A existência de Camões como literato e ou soldado era alternada com uma vida boêmia. Nesse ambiente amou e, num soneto, conceituou esse sentimento como “fogo”: “Amor é um fogo que arde sem se ver; / É ferida que dói e não se sente; / É um contentamento descontente; / É dor que desatina sem doer.” Também, em outro soneto, considera o Amor uma “fatalidade” que submete o ser humano e modifica os seres, pois o amor “Transforma-se o amador na cousa amada, / Por virtude do muito imaginar; / Não tenho, logo, mais que desejar, /Pois em mim tenho a parte desejada. // Se nela está minha alma transformada, / Que mais deseja o corpo de alcançar? / Em si somente pode descansar, / Pois consigo tal alma está liada.”

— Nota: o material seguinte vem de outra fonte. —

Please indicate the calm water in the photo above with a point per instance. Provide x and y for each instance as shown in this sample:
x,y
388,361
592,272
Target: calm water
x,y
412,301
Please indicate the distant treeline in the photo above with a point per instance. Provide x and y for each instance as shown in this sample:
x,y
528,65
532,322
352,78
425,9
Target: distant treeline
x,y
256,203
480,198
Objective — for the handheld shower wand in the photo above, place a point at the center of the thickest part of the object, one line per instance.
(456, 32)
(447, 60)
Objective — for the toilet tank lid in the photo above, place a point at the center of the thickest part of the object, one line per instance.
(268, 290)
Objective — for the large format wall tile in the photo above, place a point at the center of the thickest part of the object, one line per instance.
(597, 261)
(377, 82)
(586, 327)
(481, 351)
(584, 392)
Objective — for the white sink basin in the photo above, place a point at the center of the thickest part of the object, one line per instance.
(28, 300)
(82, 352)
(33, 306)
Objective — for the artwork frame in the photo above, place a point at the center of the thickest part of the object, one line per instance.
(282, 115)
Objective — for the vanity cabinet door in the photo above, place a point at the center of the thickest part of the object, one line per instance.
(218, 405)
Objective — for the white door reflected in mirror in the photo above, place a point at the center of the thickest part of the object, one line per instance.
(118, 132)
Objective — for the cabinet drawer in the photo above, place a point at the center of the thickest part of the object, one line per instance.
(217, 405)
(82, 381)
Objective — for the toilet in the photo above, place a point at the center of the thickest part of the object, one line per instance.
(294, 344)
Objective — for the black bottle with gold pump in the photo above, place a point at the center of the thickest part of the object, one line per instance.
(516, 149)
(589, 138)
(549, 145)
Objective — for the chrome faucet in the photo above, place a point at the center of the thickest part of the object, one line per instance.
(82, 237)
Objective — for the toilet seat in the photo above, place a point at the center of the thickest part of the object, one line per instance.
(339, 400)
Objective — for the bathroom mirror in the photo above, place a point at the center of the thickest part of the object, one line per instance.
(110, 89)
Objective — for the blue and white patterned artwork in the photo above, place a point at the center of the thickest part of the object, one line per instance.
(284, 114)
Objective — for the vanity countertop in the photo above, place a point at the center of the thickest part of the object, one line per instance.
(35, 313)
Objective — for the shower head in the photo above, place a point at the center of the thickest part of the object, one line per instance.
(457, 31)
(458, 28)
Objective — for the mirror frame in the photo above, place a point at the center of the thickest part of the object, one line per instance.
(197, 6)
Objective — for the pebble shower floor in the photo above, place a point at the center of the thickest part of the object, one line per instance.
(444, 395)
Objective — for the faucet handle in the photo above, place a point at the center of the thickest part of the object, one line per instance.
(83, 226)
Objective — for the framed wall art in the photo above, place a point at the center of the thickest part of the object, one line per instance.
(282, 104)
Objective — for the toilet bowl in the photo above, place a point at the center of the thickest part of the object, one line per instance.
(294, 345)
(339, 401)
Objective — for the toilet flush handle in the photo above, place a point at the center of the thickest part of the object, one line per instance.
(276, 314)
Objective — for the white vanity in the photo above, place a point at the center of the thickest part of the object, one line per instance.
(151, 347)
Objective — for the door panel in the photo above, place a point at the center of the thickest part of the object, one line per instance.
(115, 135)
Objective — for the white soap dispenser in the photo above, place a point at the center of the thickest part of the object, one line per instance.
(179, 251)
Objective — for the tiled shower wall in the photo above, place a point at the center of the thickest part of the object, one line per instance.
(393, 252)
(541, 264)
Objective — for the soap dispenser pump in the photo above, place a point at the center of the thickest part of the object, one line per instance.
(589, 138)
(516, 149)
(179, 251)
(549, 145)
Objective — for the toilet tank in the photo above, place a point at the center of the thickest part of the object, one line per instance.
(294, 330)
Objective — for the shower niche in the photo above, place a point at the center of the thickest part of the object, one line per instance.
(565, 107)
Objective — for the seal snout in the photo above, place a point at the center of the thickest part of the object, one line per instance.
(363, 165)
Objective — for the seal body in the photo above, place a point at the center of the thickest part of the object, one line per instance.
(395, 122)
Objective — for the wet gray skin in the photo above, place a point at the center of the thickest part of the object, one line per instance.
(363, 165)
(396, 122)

O tema amoroso aparece na obra de Camões tanto nos sonetos, nas canções e nas éclogas como na sua obra épica Os Lusíadas, seja em forma de paixão e de desejo que visa a encontrar a mulher, como no Canto IX, quando o bardo menciona a Ilha dos Amores, lugar e prêmio para os fatigados navegadores. Também, o amor é mencionado em forma de louca paixão, no Canto III, quando Inês de Castro é coroada depois de morta. No Canto IX, novamente ele o apresenta representando uma vitória sobre o desconcerto do mundo, porque o Amor travara “u’a famosa expedição/ contra o mundo rebelde”. Nesse Canto, na estrofe 83, o eu lírico mostra vencidos e vencedores entregues ao amor: “Oh, que famintos beijos na floresta, / E que mimoso choro que soava!/Que afagos tão suaves! Que ira honesta, / Que em risinhos alegres se tornava!/ O que mais passam na manhã e na sesta, / Que Vênus com prazeres inflamava, / Melhor é experimentá-lo que julgá-lo; / Mas julgue-o quem não pode experimentá-lo.”

Camões, com seu claro olhar observou a realidade circundante e moral. Com agudeza e penetração atravessou a vida literária de um Portugal Quinhentista. Frequentou a vida cortesã de Lisboa, e se enrijeceu numa experiência de soldado, cruzando mares e terras de Oriente, pisando caminhos abertos e trilhados pelos heróis e por Vasco da Gama, para chegar até nós nesses 500 anos passados de seu nascimento, fazendo jus de ser um clássico da literatura mundial.

Referências:
ANDRADE, Eugênio. Versos e alguma prosa de Luís de Camões. Lisboa: Moraes e Editores 1977.
CAMÕES, Luís de. Os Lusíadas. Porto: Figueirinhas, 1978. 2v.
CIDADE, Hernani. Luis de Camões, Lisboa: Editora Arcádia Limitada, 1961.

Por Ester Abreu Vieira de Oliveira, presidente da Academia Espírito-santense de Letras.